Miré a Hwang Ji-Hye.
«¿Alguna vez te han dado tanto?».
«¿Perdón?»
«Los suministros que estaban apilados en el almacén del Refugio Silencio. ¿Alguna vez te dieron tanto de una vez?»
«No. Normalmente era la mitad de esto.»
«Entonces, ¿dices que es la primera vez que te dan ocho cajas a la vez?».
«Sí.»
Hwang Ji-Hye estaba ya tan preocupada con las cajas que tenía delante que no captó el significado de mis palabras.
Mis ojos seguían reflejando mi duda. Kwak Dong-won, que estaba a mi lado, tomó la palabra.
«¿Por qué…? ¿Ocurre algo?».
Dejé que mi tono de voz se volviera serio.
«Es como darle un cubo de agua a tu vecino cuando tu jardín delantero está ardiendo sólo porque algo de humo sopló en su dirección. ¿Soy el único que se siente raro?».
Hwang Ji-Hye se dio cuenta de que algo no iba bien y se quedó pensativa.
Por otro lado, Kwak Dong-Won se limitó a sonreír.
«¿No crees que eso sólo significa que a Gangnam le sobra tanto para los demás?».
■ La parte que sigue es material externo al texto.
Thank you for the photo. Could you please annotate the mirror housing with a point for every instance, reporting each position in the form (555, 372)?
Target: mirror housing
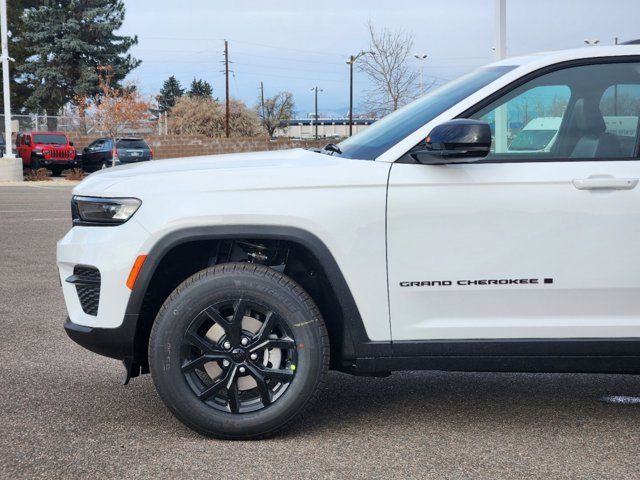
(457, 141)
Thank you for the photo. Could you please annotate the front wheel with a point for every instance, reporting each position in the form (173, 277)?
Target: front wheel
(238, 351)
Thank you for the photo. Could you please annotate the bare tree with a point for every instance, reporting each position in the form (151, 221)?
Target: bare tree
(394, 81)
(115, 111)
(276, 111)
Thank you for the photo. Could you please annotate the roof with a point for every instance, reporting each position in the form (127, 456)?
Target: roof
(556, 56)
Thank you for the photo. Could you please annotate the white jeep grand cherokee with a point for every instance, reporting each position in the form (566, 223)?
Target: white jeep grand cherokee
(424, 242)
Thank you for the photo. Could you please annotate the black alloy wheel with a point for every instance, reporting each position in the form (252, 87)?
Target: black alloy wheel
(238, 351)
(238, 356)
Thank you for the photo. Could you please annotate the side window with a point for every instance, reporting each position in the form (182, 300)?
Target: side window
(583, 112)
(620, 107)
(529, 122)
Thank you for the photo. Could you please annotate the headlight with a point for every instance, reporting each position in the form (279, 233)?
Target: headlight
(102, 211)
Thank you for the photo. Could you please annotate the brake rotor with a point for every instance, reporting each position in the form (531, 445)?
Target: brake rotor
(271, 356)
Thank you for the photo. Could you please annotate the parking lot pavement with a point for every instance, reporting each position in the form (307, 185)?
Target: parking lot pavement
(64, 414)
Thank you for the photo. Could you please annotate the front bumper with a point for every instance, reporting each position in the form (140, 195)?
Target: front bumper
(112, 251)
(59, 163)
(111, 342)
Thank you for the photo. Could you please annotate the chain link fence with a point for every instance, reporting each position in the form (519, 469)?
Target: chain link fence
(70, 124)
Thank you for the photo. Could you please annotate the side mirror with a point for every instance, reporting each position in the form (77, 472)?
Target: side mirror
(456, 141)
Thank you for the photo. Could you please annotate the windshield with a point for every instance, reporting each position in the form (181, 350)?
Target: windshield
(385, 133)
(532, 139)
(50, 138)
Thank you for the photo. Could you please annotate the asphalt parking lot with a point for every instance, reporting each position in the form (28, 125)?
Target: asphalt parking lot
(64, 413)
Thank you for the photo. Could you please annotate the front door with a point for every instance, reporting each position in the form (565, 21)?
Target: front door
(541, 239)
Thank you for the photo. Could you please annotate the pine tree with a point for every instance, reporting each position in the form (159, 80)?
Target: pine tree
(200, 88)
(171, 90)
(67, 41)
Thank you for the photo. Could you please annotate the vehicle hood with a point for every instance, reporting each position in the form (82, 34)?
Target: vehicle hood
(240, 171)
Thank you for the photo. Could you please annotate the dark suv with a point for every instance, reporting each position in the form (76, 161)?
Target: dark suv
(99, 154)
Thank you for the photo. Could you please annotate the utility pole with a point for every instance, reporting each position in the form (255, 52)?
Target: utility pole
(264, 120)
(421, 57)
(316, 114)
(500, 30)
(10, 166)
(226, 80)
(615, 89)
(350, 62)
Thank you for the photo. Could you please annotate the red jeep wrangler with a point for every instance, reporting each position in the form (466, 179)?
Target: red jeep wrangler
(51, 150)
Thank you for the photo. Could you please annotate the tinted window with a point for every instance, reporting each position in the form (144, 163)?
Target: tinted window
(620, 107)
(582, 112)
(132, 143)
(50, 138)
(385, 133)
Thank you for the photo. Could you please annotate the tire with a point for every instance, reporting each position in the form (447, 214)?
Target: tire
(202, 315)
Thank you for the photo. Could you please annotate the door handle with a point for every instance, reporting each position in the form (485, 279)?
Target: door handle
(605, 183)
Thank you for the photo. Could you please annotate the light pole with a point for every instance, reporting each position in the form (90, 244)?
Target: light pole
(421, 57)
(351, 62)
(500, 52)
(315, 120)
(10, 166)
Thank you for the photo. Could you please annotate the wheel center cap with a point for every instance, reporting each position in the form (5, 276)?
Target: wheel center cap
(238, 355)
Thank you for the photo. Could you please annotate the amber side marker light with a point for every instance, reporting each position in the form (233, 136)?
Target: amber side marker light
(135, 270)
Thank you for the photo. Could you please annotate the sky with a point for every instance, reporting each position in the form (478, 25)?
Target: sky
(295, 45)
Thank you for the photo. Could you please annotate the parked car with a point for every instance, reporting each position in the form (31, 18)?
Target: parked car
(99, 154)
(51, 150)
(239, 280)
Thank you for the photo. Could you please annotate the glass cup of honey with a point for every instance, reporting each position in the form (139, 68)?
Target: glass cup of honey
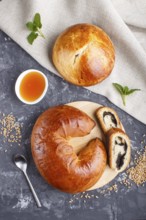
(31, 86)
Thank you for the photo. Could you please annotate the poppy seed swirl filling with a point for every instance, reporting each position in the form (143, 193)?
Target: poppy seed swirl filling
(121, 150)
(109, 119)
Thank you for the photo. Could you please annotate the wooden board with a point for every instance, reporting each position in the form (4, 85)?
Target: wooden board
(78, 143)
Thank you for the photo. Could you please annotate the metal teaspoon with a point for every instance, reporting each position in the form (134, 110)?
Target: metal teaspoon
(21, 163)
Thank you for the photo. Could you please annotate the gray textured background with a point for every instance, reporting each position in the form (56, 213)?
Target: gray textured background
(16, 201)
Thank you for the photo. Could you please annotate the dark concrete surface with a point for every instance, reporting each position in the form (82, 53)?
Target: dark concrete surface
(16, 201)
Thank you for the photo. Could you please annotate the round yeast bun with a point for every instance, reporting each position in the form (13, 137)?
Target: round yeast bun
(54, 156)
(84, 54)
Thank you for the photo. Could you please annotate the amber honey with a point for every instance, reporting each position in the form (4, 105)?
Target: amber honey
(32, 86)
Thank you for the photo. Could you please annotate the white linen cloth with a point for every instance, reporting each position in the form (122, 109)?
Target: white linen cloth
(123, 20)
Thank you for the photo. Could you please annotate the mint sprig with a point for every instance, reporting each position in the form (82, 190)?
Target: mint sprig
(124, 91)
(35, 28)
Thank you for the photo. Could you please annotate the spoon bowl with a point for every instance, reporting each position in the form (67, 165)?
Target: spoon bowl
(21, 162)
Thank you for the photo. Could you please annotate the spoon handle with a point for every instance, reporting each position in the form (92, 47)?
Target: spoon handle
(33, 191)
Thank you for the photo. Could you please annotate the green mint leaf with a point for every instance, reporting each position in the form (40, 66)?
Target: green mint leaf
(37, 20)
(124, 91)
(118, 87)
(35, 28)
(31, 26)
(31, 37)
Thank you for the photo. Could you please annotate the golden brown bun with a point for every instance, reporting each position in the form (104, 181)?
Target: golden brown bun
(84, 54)
(119, 149)
(55, 158)
(108, 118)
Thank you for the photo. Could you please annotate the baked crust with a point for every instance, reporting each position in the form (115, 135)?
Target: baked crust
(55, 158)
(84, 54)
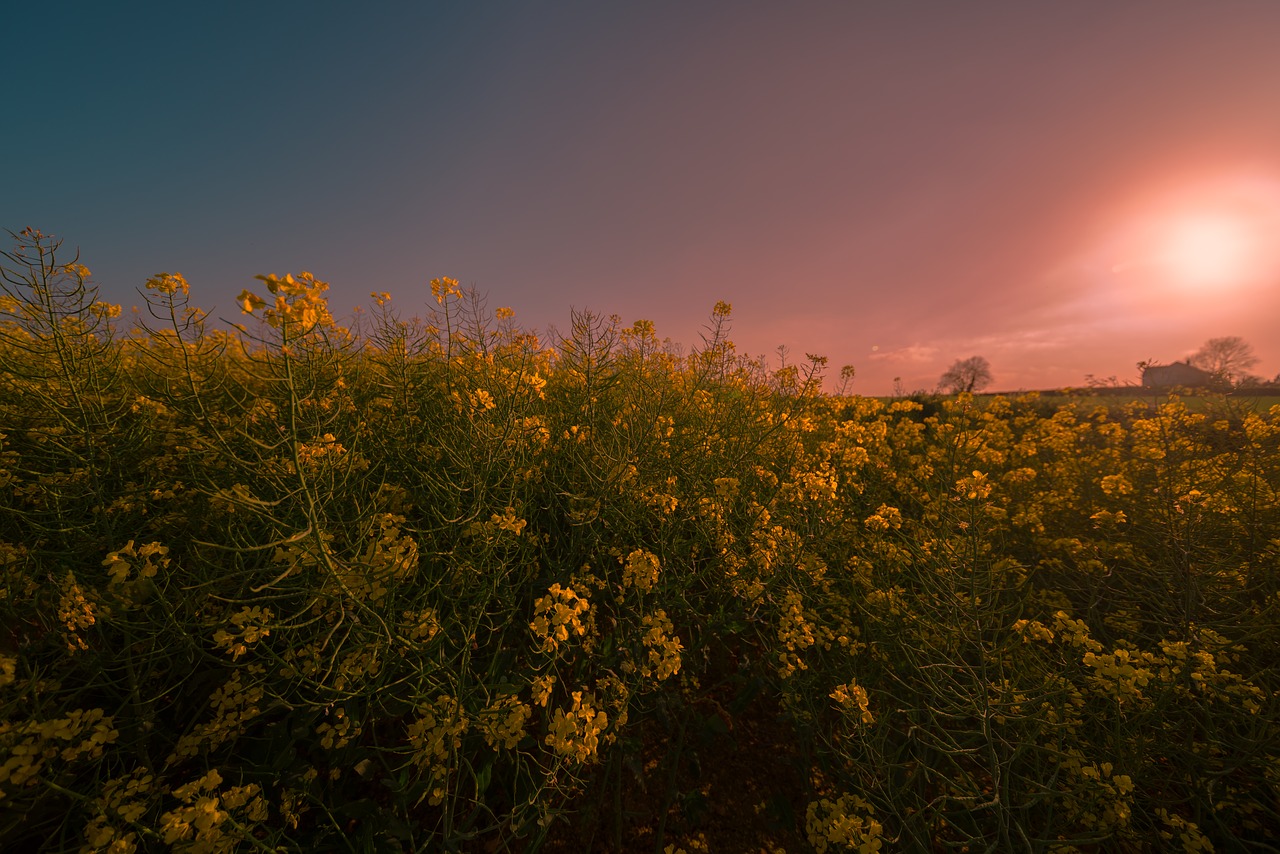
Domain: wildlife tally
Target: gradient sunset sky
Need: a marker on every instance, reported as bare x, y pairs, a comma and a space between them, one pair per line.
1064, 187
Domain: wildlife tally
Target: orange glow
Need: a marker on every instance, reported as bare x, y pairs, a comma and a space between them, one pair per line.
1210, 250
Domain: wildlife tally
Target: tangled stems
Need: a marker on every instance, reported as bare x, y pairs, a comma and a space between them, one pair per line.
433, 583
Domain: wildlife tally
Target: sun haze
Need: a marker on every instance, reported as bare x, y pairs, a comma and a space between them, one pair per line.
1061, 188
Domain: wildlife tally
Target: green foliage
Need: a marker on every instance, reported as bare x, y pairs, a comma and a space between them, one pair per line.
432, 583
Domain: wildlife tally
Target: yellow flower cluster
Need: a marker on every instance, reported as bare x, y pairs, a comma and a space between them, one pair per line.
316, 456
659, 639
122, 799
885, 519
503, 722
250, 625
234, 704
74, 612
558, 616
204, 823
168, 283
853, 700
27, 745
575, 734
845, 825
795, 634
640, 570
300, 305
435, 736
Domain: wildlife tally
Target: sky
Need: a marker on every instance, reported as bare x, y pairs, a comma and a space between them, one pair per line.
1064, 188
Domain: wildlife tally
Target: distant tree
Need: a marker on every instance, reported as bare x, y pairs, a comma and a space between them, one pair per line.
1229, 359
970, 374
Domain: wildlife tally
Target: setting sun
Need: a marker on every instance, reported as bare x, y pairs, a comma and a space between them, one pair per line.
1208, 250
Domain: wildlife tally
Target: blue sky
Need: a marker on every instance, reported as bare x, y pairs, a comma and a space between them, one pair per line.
1063, 187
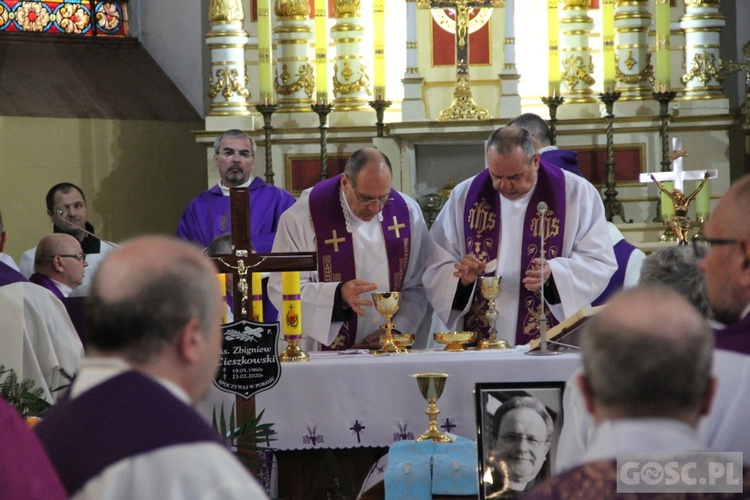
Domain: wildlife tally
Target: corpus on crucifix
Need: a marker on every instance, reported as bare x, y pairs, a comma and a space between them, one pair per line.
463, 106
«Sería estupendo que así fuera…».
«Yo diría que no te preocupes demasiado por eso. Si piden que se los devuelvan más adelante, entonces nos ocuparemos de ese asunto cuando surja».
Kwak Dong-Won miró los suministros de las cajas con una sonrisa de satisfacción. Luego señaló a los guardias.
«Si pudierais ayudarnos a moverlas, sería estupendo. Vamos a llevarlas al carro».
Las cajas pesaban tanto que hacían falta dos o tres personas para moverlas.
Y nos habían dado ocho de estas cajas.
Mientras me relamía por desconfianza, Hwang Ji-Hye se acercó a mí.
«Después de oír lo que has dicho… Definitivamente parece extraño».
«Parece que hay algo más detrás de su generosidad.»
«Tengamos una reunión una vez que regresemos.»
Asentí y miré hacia el río Han, envuelto en una oscuridad total.
Aunque habíamos recibido suministros más que suficientes, no me sentía tranquilo.